Tara finds herself caught between all fronts: The local patriarch, a German-descended large-scale farmer, sees her as a threat to his authority and tries to drive her away. Her Brazilian cousin, meanwhile, hopes for a wealthy heiress from Europe and plans to use the farm for illegal marijuana cultivation. When Tara refuses, the seeming idyll becomes a nightmare. She realizes that drug cultivation in Brazil is no minor offense but embroils her in a war marked by racism and corruption – and that the patterns of exclusion she fled recur here in grotesque form.

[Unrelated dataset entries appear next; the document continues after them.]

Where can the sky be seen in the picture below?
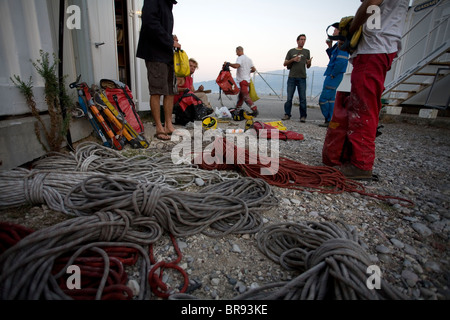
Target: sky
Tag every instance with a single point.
(210, 30)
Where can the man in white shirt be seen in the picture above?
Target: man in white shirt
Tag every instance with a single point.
(244, 67)
(350, 141)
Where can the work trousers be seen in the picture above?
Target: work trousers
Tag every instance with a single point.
(328, 95)
(244, 95)
(300, 85)
(352, 131)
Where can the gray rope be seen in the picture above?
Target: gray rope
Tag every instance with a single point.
(156, 168)
(230, 207)
(331, 260)
(26, 268)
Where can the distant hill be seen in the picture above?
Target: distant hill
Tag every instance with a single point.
(274, 83)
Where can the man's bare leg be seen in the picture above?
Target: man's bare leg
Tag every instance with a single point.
(156, 113)
(168, 109)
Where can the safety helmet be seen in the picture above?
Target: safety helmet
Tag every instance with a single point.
(209, 123)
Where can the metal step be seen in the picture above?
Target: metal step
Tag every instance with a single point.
(440, 69)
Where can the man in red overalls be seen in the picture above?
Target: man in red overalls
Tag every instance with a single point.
(350, 141)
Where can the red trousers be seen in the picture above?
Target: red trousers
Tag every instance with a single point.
(352, 131)
(244, 95)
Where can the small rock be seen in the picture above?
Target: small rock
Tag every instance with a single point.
(397, 243)
(410, 277)
(382, 249)
(236, 248)
(422, 229)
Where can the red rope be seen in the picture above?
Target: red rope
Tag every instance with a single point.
(284, 173)
(158, 287)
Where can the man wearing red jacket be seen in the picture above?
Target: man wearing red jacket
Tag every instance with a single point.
(350, 141)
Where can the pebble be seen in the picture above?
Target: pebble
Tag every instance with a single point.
(422, 229)
(410, 277)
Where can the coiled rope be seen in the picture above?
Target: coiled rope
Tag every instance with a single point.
(229, 207)
(330, 257)
(331, 261)
(283, 172)
(27, 269)
(157, 168)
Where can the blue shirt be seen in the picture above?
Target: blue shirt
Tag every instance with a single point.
(338, 61)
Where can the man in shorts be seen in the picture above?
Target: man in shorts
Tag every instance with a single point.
(156, 45)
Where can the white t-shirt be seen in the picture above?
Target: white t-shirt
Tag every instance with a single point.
(386, 39)
(243, 72)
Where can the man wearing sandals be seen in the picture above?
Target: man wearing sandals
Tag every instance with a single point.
(156, 45)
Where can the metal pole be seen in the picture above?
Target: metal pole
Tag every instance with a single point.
(62, 6)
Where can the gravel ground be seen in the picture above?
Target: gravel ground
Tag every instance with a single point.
(410, 245)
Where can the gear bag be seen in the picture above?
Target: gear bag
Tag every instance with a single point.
(120, 96)
(226, 82)
(190, 108)
(266, 131)
(349, 43)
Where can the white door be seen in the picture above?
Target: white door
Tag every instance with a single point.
(137, 66)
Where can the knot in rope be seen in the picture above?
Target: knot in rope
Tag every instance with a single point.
(115, 226)
(146, 198)
(159, 288)
(330, 249)
(34, 188)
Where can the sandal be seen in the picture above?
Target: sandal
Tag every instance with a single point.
(159, 135)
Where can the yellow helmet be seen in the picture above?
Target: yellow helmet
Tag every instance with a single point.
(209, 123)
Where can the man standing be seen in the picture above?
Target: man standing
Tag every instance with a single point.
(297, 60)
(156, 45)
(245, 67)
(188, 83)
(333, 77)
(350, 140)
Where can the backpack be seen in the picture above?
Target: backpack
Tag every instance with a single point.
(120, 96)
(190, 108)
(349, 44)
(226, 82)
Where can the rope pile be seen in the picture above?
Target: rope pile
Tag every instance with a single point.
(229, 207)
(158, 168)
(283, 172)
(331, 259)
(33, 268)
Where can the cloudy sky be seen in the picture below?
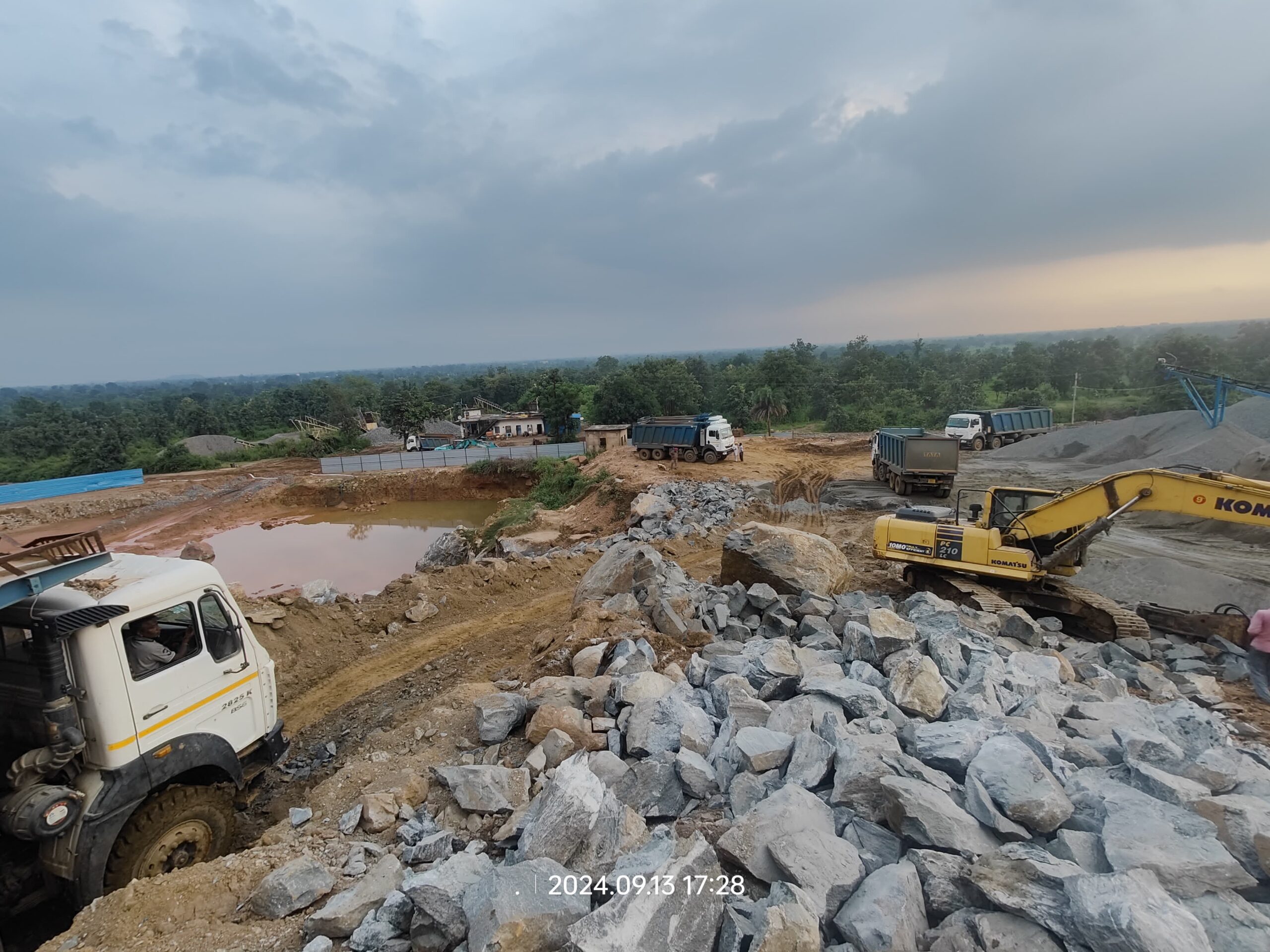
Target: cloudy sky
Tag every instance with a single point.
(243, 186)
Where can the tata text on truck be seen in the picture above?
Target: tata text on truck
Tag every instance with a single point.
(991, 429)
(702, 437)
(123, 760)
(911, 460)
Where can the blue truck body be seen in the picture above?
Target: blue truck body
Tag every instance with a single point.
(701, 437)
(911, 460)
(990, 429)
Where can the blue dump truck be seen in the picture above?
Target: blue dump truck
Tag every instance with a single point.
(991, 429)
(702, 437)
(910, 460)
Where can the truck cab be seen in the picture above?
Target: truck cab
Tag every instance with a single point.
(967, 427)
(135, 701)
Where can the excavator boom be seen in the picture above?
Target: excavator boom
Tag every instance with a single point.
(1024, 540)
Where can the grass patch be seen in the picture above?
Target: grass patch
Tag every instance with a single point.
(559, 484)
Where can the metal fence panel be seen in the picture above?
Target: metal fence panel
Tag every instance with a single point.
(67, 485)
(447, 457)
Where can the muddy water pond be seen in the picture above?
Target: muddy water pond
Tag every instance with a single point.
(357, 551)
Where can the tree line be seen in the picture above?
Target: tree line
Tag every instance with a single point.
(859, 386)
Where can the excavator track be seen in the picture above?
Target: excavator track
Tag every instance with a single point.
(1087, 612)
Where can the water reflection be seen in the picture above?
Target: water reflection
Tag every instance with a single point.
(357, 551)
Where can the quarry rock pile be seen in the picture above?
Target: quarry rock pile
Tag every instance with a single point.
(827, 771)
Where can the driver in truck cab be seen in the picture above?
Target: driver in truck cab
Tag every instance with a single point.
(146, 653)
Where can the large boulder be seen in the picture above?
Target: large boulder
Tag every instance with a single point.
(887, 913)
(618, 570)
(448, 549)
(788, 560)
(509, 909)
(786, 812)
(684, 921)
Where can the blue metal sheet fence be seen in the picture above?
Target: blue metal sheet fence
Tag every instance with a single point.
(67, 485)
(444, 457)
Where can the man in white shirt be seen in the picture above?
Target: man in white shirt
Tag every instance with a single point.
(146, 654)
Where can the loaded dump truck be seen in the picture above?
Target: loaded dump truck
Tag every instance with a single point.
(911, 460)
(991, 429)
(135, 702)
(702, 437)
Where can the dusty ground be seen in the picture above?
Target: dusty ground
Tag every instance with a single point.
(403, 701)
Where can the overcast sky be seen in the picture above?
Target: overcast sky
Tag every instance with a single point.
(224, 187)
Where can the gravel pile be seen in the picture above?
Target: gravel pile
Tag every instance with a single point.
(211, 445)
(825, 772)
(1156, 441)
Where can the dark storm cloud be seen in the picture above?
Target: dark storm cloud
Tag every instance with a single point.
(614, 168)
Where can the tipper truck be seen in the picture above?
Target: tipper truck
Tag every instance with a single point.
(135, 702)
(911, 460)
(991, 429)
(702, 437)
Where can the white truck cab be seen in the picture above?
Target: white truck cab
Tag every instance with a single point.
(965, 427)
(134, 701)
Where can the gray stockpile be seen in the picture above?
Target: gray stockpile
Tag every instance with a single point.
(828, 771)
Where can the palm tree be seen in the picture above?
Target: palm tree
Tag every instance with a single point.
(767, 405)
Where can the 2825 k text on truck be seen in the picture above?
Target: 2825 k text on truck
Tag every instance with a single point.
(135, 702)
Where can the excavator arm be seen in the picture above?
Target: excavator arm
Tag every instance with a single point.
(1081, 515)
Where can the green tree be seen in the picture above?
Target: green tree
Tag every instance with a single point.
(623, 399)
(558, 400)
(767, 405)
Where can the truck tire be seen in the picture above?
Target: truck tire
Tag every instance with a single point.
(175, 828)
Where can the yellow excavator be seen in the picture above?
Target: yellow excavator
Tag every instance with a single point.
(1021, 546)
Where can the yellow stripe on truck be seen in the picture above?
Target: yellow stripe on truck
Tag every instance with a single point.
(177, 716)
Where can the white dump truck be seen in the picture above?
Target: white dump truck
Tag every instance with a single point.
(135, 702)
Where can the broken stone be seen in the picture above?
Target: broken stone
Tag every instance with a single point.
(811, 761)
(439, 892)
(945, 881)
(498, 715)
(291, 888)
(1131, 912)
(1020, 785)
(919, 687)
(827, 869)
(484, 789)
(786, 812)
(515, 908)
(887, 913)
(929, 817)
(761, 749)
(684, 921)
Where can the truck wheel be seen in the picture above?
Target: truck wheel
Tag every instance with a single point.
(176, 828)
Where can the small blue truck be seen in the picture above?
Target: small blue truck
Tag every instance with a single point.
(910, 460)
(991, 429)
(706, 437)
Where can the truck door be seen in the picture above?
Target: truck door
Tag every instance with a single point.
(201, 679)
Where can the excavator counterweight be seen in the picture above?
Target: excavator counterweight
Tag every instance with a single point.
(1021, 542)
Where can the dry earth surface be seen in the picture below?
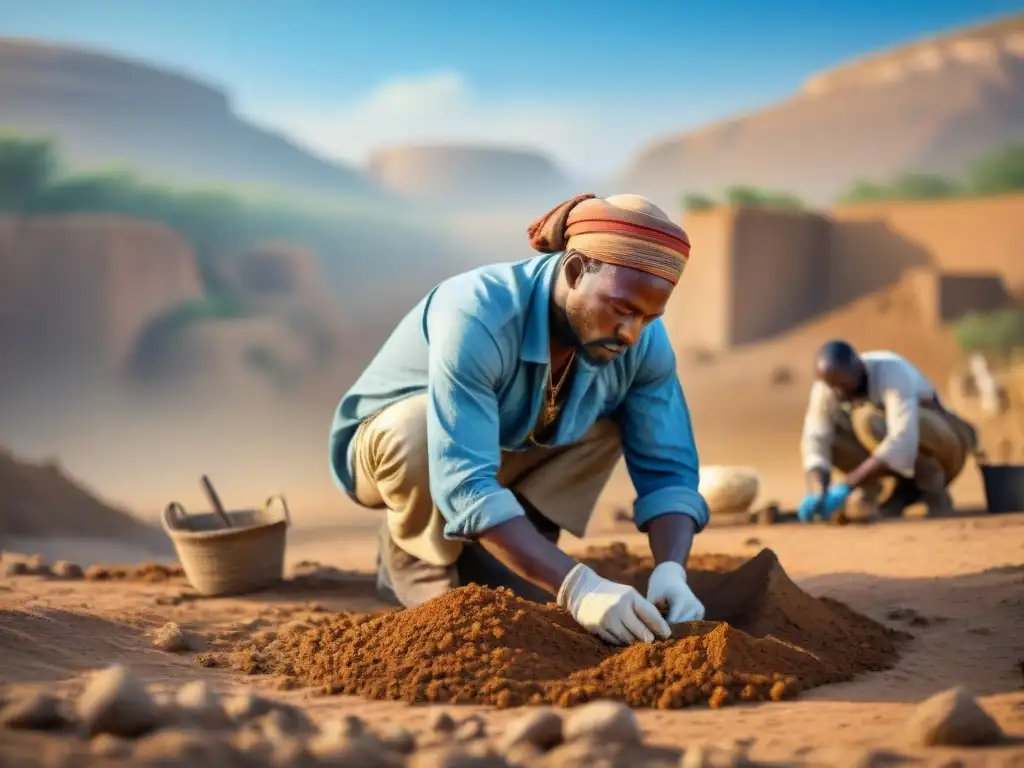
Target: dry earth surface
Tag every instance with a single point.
(956, 585)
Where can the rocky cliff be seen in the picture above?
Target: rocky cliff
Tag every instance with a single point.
(468, 175)
(103, 110)
(933, 105)
(76, 292)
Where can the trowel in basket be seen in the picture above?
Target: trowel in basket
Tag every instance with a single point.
(733, 597)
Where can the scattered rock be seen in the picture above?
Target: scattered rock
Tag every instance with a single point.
(33, 710)
(173, 639)
(175, 747)
(245, 707)
(38, 566)
(542, 729)
(442, 723)
(397, 738)
(105, 745)
(115, 701)
(201, 706)
(606, 721)
(68, 569)
(284, 720)
(15, 568)
(952, 718)
(471, 728)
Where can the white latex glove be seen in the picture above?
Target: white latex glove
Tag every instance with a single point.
(668, 582)
(614, 612)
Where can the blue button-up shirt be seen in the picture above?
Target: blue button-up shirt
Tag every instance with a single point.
(479, 346)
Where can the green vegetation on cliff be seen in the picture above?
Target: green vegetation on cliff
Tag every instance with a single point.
(742, 195)
(998, 172)
(998, 333)
(217, 221)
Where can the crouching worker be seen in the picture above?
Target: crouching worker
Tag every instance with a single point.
(873, 416)
(493, 417)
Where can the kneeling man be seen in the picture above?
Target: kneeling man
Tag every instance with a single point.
(875, 415)
(492, 418)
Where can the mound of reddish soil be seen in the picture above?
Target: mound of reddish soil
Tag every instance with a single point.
(476, 645)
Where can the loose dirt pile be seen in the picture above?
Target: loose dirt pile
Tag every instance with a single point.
(40, 501)
(476, 645)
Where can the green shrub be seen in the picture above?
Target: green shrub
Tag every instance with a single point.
(998, 333)
(998, 172)
(742, 195)
(697, 202)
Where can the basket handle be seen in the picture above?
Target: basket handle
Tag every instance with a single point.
(1006, 452)
(174, 513)
(280, 498)
(218, 508)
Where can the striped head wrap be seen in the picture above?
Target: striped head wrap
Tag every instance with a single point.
(624, 229)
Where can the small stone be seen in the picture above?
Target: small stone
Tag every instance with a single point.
(33, 710)
(177, 747)
(245, 707)
(68, 569)
(951, 718)
(116, 702)
(38, 566)
(288, 751)
(15, 568)
(605, 721)
(398, 738)
(173, 639)
(294, 628)
(470, 729)
(200, 705)
(542, 729)
(442, 723)
(285, 721)
(105, 745)
(337, 732)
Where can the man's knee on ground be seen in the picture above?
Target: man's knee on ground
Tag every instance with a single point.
(396, 443)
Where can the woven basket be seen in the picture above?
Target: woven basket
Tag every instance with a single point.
(217, 560)
(728, 489)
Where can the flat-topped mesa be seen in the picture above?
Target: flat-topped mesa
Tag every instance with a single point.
(31, 71)
(987, 45)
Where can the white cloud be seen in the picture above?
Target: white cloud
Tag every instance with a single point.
(592, 140)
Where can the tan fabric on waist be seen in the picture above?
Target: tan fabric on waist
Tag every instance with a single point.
(942, 435)
(392, 471)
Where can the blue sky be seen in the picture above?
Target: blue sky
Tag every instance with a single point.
(588, 82)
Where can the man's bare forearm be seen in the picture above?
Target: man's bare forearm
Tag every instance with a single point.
(520, 548)
(671, 538)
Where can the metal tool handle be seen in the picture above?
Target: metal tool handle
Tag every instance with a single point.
(280, 498)
(176, 511)
(218, 508)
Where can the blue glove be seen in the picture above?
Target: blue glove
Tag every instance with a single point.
(811, 504)
(835, 498)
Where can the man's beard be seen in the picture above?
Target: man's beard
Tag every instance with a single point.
(565, 333)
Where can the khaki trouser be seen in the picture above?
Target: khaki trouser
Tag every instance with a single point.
(558, 487)
(945, 442)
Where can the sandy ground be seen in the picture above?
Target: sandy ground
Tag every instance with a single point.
(965, 578)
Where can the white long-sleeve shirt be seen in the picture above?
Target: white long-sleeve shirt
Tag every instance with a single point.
(897, 387)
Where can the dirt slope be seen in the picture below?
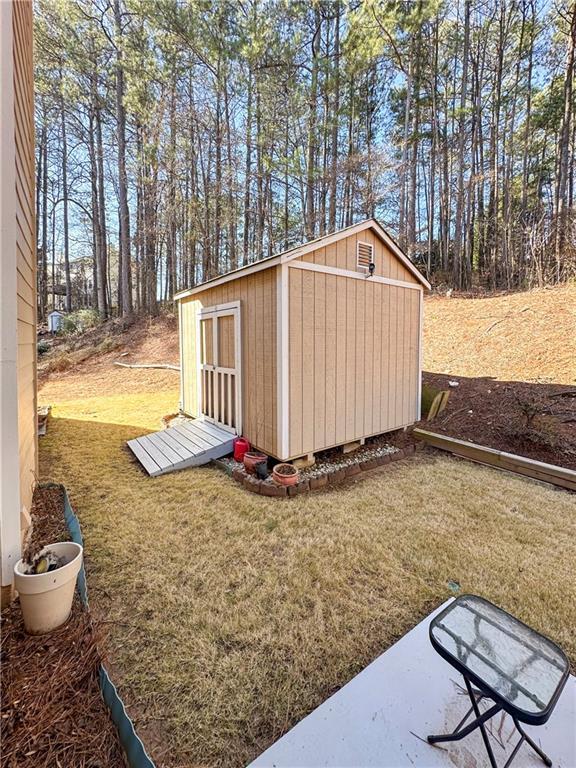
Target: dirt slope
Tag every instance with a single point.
(528, 336)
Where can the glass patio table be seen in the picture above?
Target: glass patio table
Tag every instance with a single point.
(502, 660)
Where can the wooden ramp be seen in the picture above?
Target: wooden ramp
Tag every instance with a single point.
(189, 444)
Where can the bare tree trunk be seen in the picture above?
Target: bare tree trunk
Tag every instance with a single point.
(65, 206)
(459, 229)
(125, 270)
(564, 150)
(310, 216)
(334, 126)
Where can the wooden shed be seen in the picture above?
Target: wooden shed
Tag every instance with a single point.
(315, 347)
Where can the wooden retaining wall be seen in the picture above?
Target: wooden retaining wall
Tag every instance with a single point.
(538, 470)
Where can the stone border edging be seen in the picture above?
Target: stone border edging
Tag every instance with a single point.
(271, 489)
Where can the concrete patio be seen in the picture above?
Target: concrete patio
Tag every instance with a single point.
(383, 715)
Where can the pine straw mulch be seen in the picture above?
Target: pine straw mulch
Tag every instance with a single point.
(535, 420)
(52, 714)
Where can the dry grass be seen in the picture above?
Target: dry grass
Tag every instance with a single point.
(232, 615)
(525, 336)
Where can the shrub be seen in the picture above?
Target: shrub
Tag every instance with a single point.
(79, 321)
(59, 363)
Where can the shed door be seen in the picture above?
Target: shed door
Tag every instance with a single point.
(219, 369)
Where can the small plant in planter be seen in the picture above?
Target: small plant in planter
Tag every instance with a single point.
(251, 458)
(46, 585)
(261, 470)
(285, 474)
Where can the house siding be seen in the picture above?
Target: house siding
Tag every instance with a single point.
(25, 244)
(17, 283)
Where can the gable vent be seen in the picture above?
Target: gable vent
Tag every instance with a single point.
(364, 255)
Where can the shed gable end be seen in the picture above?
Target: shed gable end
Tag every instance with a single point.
(351, 253)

At the center of the conflict stands, of all things, a valuable billy goat named Wotan – symbol of a idealized Germanness and simultaneously a bone of contention between the opposing sides. As Tara comes to understand that she doesn't have to choose between worlds but can define her own, she begins to work the farm on her terms – and confronts the fight for her identity, her inheritance, and her life.